Pada tahun 1997-1998 merupakan peristiwa kelam di Indonesia, selain krisis moneter yang melanda pada tahun tersebut juga merupakan peristiwa tragedi kemanusiaan, dimana pada hari tersebut para demonstran aktivis mahasiswa yang menuntut turunya rezim Soeharto mendapat tindakan brutal dan represif. Beberapa aktivis mahasiswa ditembak, diculik, dan dipukuli oleh pihak keamanan. Dalam peristiwa tersebut 13 oang dinyatakan hilang diantaranya Yani Arfi hilang di Jakarta 26 April 1997, Sony hilang di Jakarta 26 April 1997, Deddy Hamdun hilang di Jakarta 29 Mei 1997, Noval Alkatiri hilang di Jakarta 29 Mei 1997, Ismail ( Sopir Deddy Hamdun hilang di Jakarta 29 Mei 1997, Wiji Tukul Hilang di Jakarta 10 Januari 1998, Suyat hilang di Solo 12 Februari 1998, Herman Hendrawan hilang di Jakarta 12 Maret 1998, Petrus Bima Anugrah hilang di Jakarta 30 Maret 1998, Ucok Munandar hilang di Jakarta 14 Mei 1998, Yadin Muhidin hilang di Jakrta 14 Mei 1998, Hendra Hambali hilang di Jakarta 15 Mei 1998, Abu Nasser hilang di Jakarta 14 Mei 1998. Tak hanya disitu peristiwa tersebut juga menewaskan 4 orang aktivis mahasiswa Trisakti diantara nya Elang Mulia Lesmana, Heri Hertanto, Haffidin Royan, dan Hendriawan Sie.

Dalam 2 periode pemerintahan Jokowi masih saja terjadi tindakan pelanggaran Hak Asasi Manusia, bahkan dalam pembuatan regulasi pun terdapat poin pelanggaran dimana ruang hidup masyarakat apalagi masyarakat kecil dan pekerja dirampas dalam regulasi UU No 5. 2020 Omnibuslaw. Terlebih lagi penggusuran dan tindakan yang dilakukan oleh para aparat mencerminkan rendahnya moralitas kemanusiaan dalam badan aparatur negara. Tindakan refresif aparat terhadap para masa aksi juga kerap sekali dilakukan seperti saat demonstrasi RKUP, dan UU KPK masa mendapat tindakan kekerasan bahkan kebrutalan. Perampasan ruang hidup yang juga terjadi di wilayah regional Cirebon, dimana ruang terbuka hijau yang berada dilingkungan Bima, Kota Cirebon yang diperuntukan untuk ruang terbuka hijau malah di bangun dengan alasan pendidikan.
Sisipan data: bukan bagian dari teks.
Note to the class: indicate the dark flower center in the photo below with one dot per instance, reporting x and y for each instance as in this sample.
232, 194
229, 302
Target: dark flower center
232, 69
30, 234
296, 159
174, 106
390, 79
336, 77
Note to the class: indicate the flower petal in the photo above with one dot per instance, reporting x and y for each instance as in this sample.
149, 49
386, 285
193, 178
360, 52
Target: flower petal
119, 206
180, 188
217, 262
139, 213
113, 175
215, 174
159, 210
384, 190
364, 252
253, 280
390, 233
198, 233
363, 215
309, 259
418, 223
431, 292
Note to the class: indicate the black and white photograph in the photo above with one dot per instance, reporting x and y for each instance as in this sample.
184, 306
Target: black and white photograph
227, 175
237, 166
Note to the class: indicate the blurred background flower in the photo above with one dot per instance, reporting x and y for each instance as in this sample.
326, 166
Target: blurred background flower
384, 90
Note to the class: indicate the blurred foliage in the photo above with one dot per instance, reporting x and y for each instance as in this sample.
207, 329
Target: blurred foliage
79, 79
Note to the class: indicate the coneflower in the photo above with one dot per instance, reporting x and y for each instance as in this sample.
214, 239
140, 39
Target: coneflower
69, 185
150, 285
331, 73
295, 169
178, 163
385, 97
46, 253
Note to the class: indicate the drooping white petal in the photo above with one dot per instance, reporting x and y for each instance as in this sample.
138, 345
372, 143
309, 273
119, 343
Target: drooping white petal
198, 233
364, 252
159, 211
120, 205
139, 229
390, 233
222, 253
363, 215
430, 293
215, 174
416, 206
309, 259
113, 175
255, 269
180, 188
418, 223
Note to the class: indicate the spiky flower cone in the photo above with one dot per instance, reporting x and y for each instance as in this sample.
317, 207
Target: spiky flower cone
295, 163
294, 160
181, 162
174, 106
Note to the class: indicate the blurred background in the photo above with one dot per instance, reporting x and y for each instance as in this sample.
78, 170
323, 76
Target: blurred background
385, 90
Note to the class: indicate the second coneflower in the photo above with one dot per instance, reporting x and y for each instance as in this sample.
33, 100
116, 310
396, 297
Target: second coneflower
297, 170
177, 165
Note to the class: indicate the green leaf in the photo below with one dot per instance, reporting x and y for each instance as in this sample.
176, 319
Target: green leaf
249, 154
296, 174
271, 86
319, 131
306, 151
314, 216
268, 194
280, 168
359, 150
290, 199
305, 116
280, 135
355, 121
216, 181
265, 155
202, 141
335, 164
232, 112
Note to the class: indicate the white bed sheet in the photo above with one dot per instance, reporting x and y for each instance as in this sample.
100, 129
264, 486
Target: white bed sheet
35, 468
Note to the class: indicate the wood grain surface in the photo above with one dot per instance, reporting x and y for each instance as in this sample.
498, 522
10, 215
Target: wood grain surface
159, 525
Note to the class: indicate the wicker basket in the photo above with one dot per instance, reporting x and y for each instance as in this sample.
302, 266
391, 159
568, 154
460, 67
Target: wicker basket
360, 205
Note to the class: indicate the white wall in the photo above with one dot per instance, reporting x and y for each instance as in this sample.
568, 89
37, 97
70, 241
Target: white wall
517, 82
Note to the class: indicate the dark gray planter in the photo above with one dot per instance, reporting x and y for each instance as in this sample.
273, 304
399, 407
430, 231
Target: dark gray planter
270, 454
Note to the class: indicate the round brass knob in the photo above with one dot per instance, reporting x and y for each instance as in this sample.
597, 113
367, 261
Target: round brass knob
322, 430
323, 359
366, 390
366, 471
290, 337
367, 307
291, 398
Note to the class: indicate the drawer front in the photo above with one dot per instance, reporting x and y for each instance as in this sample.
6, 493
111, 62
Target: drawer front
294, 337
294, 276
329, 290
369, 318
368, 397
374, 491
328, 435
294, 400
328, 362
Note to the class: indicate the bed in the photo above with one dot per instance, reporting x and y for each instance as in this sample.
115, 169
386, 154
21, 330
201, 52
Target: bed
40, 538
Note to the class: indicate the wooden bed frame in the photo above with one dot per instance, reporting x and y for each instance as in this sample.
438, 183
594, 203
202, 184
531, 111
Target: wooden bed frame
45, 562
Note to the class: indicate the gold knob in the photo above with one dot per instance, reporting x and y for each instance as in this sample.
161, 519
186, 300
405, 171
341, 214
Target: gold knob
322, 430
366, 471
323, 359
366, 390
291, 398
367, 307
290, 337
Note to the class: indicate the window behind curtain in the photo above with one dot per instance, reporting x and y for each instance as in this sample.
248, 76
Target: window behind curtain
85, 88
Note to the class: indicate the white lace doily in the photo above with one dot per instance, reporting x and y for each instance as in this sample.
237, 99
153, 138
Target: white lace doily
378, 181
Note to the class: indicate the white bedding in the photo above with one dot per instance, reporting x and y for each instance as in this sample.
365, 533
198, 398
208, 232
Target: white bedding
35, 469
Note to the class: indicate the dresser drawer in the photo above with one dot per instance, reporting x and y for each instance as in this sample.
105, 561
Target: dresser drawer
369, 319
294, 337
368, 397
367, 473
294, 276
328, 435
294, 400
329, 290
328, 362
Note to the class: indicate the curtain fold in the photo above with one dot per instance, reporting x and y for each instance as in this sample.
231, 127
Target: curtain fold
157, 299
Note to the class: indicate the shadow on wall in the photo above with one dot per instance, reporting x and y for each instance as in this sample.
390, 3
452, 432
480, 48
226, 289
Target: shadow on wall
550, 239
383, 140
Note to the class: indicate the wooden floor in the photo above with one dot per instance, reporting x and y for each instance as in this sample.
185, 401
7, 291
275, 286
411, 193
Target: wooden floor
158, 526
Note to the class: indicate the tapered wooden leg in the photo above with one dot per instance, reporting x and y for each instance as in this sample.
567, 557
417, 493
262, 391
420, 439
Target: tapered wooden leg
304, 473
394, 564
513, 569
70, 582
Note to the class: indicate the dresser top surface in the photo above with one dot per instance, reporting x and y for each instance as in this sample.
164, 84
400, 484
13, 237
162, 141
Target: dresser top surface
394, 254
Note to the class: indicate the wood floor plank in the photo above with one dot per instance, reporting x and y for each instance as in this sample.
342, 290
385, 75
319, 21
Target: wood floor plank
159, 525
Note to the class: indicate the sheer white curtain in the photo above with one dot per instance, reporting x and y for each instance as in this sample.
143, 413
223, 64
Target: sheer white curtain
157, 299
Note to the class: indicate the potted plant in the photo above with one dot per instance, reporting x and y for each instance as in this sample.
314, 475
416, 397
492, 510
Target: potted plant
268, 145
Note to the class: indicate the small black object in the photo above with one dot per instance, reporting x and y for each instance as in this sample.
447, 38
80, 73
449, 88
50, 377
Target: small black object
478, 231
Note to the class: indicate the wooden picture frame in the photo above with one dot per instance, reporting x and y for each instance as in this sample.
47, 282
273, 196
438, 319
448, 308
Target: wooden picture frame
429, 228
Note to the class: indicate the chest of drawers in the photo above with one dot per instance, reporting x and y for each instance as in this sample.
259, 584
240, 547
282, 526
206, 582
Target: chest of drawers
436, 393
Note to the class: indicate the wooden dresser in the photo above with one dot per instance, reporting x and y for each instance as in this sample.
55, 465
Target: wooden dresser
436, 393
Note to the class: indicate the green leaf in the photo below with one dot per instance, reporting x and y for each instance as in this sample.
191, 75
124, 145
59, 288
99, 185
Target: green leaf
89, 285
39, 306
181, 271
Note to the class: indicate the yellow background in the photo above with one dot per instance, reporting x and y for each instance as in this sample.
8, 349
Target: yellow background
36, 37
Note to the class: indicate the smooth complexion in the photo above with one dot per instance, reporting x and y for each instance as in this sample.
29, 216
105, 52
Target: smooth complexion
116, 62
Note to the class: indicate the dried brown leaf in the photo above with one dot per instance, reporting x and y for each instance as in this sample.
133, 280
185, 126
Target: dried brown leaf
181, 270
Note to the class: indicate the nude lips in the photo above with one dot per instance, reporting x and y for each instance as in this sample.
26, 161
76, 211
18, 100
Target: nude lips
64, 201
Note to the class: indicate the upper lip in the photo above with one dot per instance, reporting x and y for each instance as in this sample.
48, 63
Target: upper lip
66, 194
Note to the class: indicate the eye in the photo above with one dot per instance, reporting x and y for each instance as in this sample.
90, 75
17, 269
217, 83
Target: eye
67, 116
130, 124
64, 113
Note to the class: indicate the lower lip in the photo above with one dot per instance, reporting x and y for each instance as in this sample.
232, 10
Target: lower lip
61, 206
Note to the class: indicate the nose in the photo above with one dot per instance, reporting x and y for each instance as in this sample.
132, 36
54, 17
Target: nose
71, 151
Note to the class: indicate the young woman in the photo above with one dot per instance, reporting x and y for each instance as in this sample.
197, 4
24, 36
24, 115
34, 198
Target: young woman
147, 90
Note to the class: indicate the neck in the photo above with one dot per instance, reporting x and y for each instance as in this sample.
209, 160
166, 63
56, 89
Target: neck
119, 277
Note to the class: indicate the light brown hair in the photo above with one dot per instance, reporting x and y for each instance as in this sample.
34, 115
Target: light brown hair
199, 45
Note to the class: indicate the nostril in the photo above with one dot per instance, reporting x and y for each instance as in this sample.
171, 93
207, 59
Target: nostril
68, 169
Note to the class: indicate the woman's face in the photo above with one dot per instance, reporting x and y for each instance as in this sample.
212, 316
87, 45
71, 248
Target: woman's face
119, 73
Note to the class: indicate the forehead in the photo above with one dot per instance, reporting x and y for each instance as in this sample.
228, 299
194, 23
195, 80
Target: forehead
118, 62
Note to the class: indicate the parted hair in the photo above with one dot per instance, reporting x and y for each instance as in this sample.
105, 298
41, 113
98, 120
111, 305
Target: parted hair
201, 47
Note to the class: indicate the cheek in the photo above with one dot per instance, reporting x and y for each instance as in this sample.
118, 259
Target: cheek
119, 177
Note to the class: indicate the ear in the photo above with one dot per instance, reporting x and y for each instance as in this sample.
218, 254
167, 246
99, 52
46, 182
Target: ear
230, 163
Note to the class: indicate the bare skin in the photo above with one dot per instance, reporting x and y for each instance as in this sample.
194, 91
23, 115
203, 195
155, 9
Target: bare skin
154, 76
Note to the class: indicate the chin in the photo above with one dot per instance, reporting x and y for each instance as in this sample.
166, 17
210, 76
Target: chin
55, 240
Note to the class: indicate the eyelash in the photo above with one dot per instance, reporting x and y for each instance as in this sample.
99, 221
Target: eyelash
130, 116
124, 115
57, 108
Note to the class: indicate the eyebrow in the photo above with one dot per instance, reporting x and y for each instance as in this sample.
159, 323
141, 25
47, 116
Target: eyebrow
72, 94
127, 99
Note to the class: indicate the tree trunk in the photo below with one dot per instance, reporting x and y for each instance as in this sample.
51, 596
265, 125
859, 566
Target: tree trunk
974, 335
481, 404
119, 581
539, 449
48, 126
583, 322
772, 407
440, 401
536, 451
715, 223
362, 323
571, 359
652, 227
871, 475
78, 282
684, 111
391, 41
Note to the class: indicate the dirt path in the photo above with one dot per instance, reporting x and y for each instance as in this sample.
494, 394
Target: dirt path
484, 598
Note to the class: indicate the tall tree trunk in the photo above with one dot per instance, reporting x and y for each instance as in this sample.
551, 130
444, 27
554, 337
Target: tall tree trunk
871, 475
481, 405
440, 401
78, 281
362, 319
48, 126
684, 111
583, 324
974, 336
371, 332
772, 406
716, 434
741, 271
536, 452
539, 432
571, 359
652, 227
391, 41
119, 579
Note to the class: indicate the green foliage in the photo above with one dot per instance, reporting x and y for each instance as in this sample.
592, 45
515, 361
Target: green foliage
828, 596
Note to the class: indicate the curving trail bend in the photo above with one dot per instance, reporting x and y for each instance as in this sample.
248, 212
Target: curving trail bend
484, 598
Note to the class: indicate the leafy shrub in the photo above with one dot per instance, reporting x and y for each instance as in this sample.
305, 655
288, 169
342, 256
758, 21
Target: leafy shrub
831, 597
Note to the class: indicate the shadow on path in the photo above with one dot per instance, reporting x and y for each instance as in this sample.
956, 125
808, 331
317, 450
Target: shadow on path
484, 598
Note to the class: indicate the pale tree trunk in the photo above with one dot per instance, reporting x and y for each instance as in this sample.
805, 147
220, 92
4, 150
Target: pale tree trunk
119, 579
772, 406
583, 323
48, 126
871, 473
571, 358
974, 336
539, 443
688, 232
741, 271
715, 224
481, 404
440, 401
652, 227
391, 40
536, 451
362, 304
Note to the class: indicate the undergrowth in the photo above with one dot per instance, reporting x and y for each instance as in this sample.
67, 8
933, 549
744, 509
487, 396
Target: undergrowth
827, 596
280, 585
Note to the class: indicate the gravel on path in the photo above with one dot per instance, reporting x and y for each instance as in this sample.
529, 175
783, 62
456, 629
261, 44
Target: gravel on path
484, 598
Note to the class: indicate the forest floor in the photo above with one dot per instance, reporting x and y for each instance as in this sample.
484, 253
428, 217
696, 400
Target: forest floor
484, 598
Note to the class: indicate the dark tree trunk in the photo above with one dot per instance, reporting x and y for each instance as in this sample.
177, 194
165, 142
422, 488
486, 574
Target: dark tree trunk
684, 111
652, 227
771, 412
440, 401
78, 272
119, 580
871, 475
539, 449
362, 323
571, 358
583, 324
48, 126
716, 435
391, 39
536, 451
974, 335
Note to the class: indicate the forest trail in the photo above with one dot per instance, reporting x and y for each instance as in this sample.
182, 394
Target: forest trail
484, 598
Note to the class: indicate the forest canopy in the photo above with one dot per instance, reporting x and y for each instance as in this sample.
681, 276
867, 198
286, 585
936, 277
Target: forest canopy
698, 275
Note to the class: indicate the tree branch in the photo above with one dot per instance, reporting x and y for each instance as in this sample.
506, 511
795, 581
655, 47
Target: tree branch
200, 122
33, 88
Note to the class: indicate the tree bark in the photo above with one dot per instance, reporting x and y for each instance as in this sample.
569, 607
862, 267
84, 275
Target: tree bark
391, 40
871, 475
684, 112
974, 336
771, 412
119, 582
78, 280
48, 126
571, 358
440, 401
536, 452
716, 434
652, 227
Ini merupkan pelanggaran hak asasi manusia karena negara telah melakukan pembiaran.

Bahwa pelanggaran HAM yang terjadi akhir-akhir ini merupaan pertanda kepentingan golongan serta keserakahan derajatnya lebih tinggi dari kemanusiaan. Padahal konstitusi telah menjamin Hak Asasi Manusia dalam Pasa 28A-28J Undang-Undang Dasar 1945.